Duke is trying to use pollution cuts from installation of a scrubber on existing Cliffside Unit 5 and retirement of existing units 1-4 to evade permit review for ozone-forming nitrogen oxides (NOx) and soot-forming sulfur dioxides (SO2).
What Duke Energy forgets to mention is that those pollution cuts are required by North Carolina’s Clean Smokestacks Act and paid for by Duke customers. NC regulations do not allow utilities to use these Clean Smokestacks pollution cuts to escape permit review for a new facility. But Duke is seeking to exploit a loophole it engineered in the N.C. Legislature that would allow Duke to get credit for these legally-required pollution cuts.
Below are some talking points from the Southern Environmental Law Center.
- The Clean Smokestacks Act has helped North Carolina be a leader in clean air legislation. Duke Energy should not be allowed to make a
- mockery of such landmark legislation by “double-dipping” to escape permit review and dirty the State’s air.
- During the 1990s Duke illegally modified existing Cliffside units 1-5 without applying for permits as it was required to do under the Clean Air Act and NC law.
- These illegal, unpermitted modifications (part of a pattern at numerous Duke Energy plants in the Carolinas) were among the violations subject to an EPA enforcement action that went up to the Supreme Court.

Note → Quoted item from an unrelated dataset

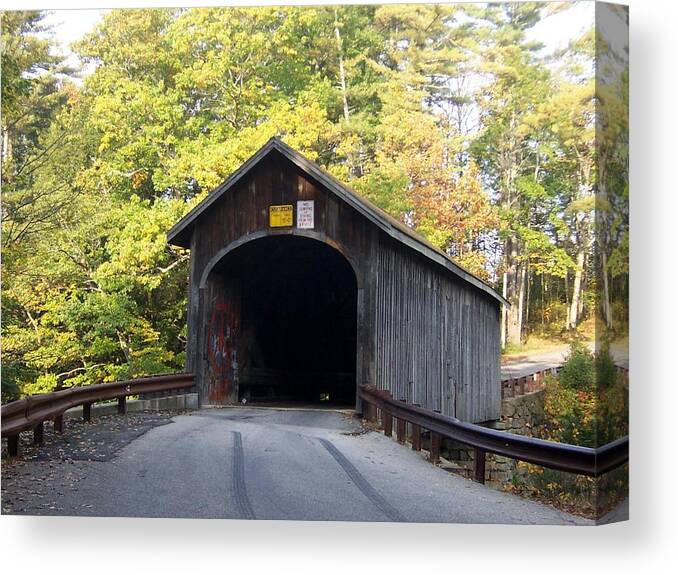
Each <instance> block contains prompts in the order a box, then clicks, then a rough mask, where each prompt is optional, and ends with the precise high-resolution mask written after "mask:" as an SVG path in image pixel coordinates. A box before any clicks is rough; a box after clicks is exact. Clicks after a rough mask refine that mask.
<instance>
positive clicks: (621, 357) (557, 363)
mask: <svg viewBox="0 0 678 575" xmlns="http://www.w3.org/2000/svg"><path fill="white" fill-rule="evenodd" d="M588 347H589V349H591V350H592V351H593V344H588ZM610 352H611V354H612V357H613V359H614V362H615V363H616V364H617V365H618V366H620V367H625V368H626V369H628V367H629V355H628V349H627V348H625V347H624V346H621V345H620V346H612V347H611V348H610ZM569 353H570V348H569V347H568V346H561V347H558V348H555V349H552V350H549V351H544V352H539V353H529V354H524V355H520V356H517V357H510V356H509V357H506V358H504V359H503V361H502V366H501V379H502V381H503V380H505V379H511V378H519V377H524V376H526V375H532V374H533V373H536V372H537V371H542V370H544V369H550V368H552V367H558V366H560V365H563V363H565V360H566V359H567V356H568V355H569Z"/></svg>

- Because Cliffside units 1-5 are operating illegally without the proper permits, emissions reductions from them cannot be used to escape permit review for the new unit. Duke should not be allowed to use its own illegal modifications as a stepping stone to further pollute the state’s air.

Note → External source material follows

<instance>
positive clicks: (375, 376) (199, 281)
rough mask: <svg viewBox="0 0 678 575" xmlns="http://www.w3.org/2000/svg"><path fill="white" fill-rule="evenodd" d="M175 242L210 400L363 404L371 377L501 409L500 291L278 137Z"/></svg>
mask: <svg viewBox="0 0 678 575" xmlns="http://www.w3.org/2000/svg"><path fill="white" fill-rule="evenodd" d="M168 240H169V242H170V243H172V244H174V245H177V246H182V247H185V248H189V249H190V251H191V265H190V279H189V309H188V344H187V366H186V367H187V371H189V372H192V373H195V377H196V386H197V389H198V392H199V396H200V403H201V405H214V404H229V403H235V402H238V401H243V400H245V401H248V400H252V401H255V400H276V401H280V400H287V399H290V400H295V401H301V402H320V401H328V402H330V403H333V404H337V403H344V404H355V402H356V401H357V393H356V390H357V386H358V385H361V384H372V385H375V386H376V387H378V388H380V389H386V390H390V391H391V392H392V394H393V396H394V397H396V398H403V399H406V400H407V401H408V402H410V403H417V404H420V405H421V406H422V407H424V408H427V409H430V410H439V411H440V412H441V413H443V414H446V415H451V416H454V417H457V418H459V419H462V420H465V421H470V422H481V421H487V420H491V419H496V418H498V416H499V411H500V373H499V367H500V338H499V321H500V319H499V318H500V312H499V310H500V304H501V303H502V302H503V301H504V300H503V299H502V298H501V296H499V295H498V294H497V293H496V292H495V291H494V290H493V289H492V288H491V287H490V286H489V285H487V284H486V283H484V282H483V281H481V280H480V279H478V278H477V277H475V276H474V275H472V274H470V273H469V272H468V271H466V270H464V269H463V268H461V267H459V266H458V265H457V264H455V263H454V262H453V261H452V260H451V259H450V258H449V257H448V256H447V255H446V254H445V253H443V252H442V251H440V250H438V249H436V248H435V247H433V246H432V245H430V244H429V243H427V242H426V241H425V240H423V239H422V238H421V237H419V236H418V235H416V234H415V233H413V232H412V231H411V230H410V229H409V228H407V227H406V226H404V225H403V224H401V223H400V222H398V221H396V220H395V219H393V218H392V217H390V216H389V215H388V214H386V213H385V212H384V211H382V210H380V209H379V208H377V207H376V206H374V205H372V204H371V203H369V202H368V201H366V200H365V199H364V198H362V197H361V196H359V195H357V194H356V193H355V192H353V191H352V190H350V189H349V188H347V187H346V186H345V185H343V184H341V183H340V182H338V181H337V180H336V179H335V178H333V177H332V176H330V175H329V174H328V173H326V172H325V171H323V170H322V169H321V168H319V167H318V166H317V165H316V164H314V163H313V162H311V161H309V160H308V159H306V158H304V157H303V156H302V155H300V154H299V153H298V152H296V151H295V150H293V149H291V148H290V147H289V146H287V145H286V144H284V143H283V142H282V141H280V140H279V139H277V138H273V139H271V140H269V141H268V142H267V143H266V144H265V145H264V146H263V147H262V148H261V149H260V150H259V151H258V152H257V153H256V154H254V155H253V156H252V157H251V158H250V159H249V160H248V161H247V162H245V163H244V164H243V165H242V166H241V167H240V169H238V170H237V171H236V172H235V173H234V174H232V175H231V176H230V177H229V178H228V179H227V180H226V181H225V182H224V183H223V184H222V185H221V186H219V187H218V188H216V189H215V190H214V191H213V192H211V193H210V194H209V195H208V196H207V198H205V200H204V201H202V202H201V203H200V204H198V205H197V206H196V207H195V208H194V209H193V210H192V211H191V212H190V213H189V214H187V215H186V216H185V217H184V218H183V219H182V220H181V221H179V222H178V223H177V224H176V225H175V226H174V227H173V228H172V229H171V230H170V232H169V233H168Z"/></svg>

- Duke is also trying to escape review of the impacts the plant’s emissions will have on air quality in nearby areas, including the Great Smoky Mountains National Park and other federally protected wilderness areas, resulting in reduced visibility, tree death and other consequences that could spoil the enjoyment of such areas.
- Duke should not be allowed to build a dirty, old-style plant that will harm this state for the next generation and beyond. We don’t need new, dirty power plants to pollute our air and our waters for the next 50 years. And we don’t need millions more tons of carbon dioxide worsening global warming. North Carolina has too much to lose.
- Around the country states are standing up against these dirty power plants. They have realized that meeting the power needs of the future using the technology of the past is a losing proposition. North Carolina can – and should – do better, especially when cleaner alternatives like energy efficiency, conservation and renewable energy are available. The state should not approve this permit.